Hubo un tiempo en que el servicio de transporte ofrecido por Uber era sinónimo de comodidad, siendo una alternativa razonable frente a los documentados excesos del gremio taxista en Colombia. La diferencia de precios no parecía ser demasiado elevada, mientras que los beneficios en materia de calidad sí eran evidentes. Un clásico ejemplo para explicar el fenómeno de un público dispuesto a pagar más a cambio de un mejor servicio.

La comparación era interesante de realizar desde la llegada de Uber a Colombia. En vez de montarse en un pequeño taxi, en donde tres pasajeros usualmente sobrepoblan el reducido espacio, las más espaciosas camionetas blancas ofrecían campo para el equipaje y permitían a los usuarios acomodarse mejor. El conductor solo hablaba a los pasajeros en caso de que éstos empezaran una conversación. Los caramelos y las botellas de agua eran una compañía infaltable para cualquier trayecto.

Y llegaba el momento de recordar el servicio de los taxis tradicionales, opacado completamente por las revolucionarias camionetas blancas que obligaban a pensar cómo habían sido tolerables tantos años sin ese servicio excepcional. Estos conductores, a diferencia de los taxistas, no tenían necesidad de zigzaguear en el camino, de adelantar en doble carril o de irrespetar las luces de los semáforos. Tampoco sonaba el vallenato a todo volumen en horas tempranas de la mañana, algo insoportablemente usual en el servicio de taxis amarillos, capaz de confundir por el resto del día al desventurado pasajero.

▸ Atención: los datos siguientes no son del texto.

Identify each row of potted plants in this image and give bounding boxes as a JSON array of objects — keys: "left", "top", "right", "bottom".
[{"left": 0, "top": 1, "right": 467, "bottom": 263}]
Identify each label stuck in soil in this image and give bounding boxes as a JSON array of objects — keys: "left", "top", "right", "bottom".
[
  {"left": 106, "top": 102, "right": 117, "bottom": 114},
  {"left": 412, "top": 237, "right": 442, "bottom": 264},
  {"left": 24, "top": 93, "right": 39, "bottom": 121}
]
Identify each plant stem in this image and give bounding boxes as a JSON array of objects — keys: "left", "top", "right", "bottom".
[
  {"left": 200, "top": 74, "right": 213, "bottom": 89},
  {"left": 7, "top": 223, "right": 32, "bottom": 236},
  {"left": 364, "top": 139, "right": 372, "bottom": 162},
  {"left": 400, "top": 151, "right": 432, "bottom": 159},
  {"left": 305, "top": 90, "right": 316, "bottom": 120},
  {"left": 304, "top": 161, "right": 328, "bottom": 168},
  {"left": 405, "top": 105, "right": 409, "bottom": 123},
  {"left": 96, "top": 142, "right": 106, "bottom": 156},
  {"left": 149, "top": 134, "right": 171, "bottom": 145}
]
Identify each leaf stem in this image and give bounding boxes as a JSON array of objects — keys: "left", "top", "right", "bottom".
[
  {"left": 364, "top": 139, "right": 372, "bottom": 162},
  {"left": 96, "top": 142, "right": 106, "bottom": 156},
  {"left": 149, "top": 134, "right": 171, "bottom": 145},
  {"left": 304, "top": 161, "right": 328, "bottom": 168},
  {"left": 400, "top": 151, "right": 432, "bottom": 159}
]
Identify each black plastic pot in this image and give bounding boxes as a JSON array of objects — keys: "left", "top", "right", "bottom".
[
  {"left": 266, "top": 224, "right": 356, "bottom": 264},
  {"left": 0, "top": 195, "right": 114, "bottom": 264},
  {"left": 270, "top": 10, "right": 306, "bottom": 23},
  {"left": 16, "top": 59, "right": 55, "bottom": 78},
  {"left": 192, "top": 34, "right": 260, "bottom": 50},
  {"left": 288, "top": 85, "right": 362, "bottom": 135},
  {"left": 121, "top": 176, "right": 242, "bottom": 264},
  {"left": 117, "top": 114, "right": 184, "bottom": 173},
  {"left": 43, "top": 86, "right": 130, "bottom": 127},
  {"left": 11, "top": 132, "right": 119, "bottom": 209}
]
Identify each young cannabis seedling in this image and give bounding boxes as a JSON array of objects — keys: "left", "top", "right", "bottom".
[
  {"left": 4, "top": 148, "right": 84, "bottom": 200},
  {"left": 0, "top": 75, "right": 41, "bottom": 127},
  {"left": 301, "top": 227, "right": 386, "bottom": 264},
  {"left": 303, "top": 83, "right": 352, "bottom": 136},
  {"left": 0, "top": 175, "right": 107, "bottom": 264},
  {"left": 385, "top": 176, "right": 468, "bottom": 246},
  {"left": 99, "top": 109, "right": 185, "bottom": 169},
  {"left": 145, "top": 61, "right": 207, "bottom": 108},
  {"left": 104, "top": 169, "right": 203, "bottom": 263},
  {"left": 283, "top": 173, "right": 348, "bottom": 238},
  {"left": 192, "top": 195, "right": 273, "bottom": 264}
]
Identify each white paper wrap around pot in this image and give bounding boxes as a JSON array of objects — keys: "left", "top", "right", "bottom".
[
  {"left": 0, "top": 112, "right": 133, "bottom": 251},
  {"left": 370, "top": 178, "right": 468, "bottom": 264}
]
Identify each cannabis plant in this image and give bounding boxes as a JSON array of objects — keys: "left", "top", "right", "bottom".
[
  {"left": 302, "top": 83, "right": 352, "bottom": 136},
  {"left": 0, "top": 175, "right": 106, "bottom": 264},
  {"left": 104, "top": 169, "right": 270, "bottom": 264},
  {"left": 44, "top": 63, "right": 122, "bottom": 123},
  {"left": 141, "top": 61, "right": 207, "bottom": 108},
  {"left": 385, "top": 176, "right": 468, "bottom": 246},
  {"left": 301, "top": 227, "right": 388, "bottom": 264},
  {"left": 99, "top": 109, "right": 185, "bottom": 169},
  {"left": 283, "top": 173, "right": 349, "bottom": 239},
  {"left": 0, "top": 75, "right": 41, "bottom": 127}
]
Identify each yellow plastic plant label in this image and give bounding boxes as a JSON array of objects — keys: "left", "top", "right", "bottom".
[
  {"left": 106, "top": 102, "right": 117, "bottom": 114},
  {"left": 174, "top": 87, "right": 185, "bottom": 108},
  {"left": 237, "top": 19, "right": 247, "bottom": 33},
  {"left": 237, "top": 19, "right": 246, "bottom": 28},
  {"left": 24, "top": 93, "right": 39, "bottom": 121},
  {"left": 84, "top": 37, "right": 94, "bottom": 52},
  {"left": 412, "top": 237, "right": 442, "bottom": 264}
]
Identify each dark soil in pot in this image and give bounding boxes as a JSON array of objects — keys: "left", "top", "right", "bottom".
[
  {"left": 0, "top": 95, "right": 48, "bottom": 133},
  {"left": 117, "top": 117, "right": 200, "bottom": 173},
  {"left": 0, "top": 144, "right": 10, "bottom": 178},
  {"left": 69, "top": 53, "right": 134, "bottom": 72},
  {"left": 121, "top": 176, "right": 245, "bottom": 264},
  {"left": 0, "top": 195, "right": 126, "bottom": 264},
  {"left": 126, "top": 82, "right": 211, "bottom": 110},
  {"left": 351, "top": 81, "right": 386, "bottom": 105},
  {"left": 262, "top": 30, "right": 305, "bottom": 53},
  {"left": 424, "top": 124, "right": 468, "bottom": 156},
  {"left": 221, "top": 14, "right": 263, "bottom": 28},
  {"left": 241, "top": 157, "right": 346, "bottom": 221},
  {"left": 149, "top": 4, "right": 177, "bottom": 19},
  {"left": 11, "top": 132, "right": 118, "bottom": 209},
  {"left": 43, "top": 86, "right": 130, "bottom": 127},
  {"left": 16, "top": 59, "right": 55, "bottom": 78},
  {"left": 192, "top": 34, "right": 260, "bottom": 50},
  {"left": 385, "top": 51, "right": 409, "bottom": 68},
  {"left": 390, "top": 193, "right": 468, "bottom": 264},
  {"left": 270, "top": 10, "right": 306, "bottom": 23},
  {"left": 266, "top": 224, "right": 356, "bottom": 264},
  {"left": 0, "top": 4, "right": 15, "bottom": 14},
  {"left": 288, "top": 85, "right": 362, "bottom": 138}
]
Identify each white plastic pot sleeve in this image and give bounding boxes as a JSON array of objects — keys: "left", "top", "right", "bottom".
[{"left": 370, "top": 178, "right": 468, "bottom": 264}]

Pero el error, como casi siempre ocurre, fue generalizar con base en unas pocas experiencias. Fue asumir, apoyándonos en un poderoso aparato propagandista de Uber, que todos los conductores de esa plataforma eran parte de la salvación frente a un degradado sistema de transporte público, y que los taxistas, en cambio, eran todos abusivos y tramposos. Nada más distante de la realidad, por lado y lado.

Como usuario cotidiano del transporte público, y apoyado en la experiencia de muchos otros frecuentes pasajeros, he notado con disgusto que el servicio de la plataforma de Uber, que en algún momento creímos maravilloso e inmejorable, ha decaído y perdido lo que en otro momento representó su esencia. Los altísimos costos de las tarifas dinámicas han estafado y disgustado a miles de clientes en el país, viéndose sorprendidos al final de un trayecto corto con una cuenta lejos de ser razonable.

La cacería de las autoridades, incapaces de poner en orden la prestación del servicio de Uber, y la persecución de los bloques de agresivos taxistas han generalizado la sensación de inseguridad entre los pasajeros. Ningún usuario podrá sentirse cómodo en un vehículo, por espacioso que sea, si carga la noción de ser seguido a cualquier hora por la Policía o los enemigos del servicio de Uber. Por otro lado, los conductores de Uber parecen conocer las vías de la ciudad con menor precisión que los taxistas, tomando en ocasiones rutas absurdas basándose únicamente en las sugerencias del GPS de Waze.

Al mismo tiempo, es evidente que los conductores de taxis en muchos casos han decidido ponerse las pilas, mejorando de manera notable el servicio prestado. Cada vez son más los taxistas que consultan a sus pasajeros las emisoras de su preferencia y las rutas más convenientes.

Es por todo lo anterior que mis razones para preferir el sistema de Uber sobre los taxis cada vez se han reducido, mientras que las transformaciones en los vehículos amarillos me han devuelto la confianza en su servicio. Un error es asumir que irregularidades puntuales configuran una falla sistemática entre los taxistas, y también lo es intuir que Uber representa una solución profética al problema del transporte público.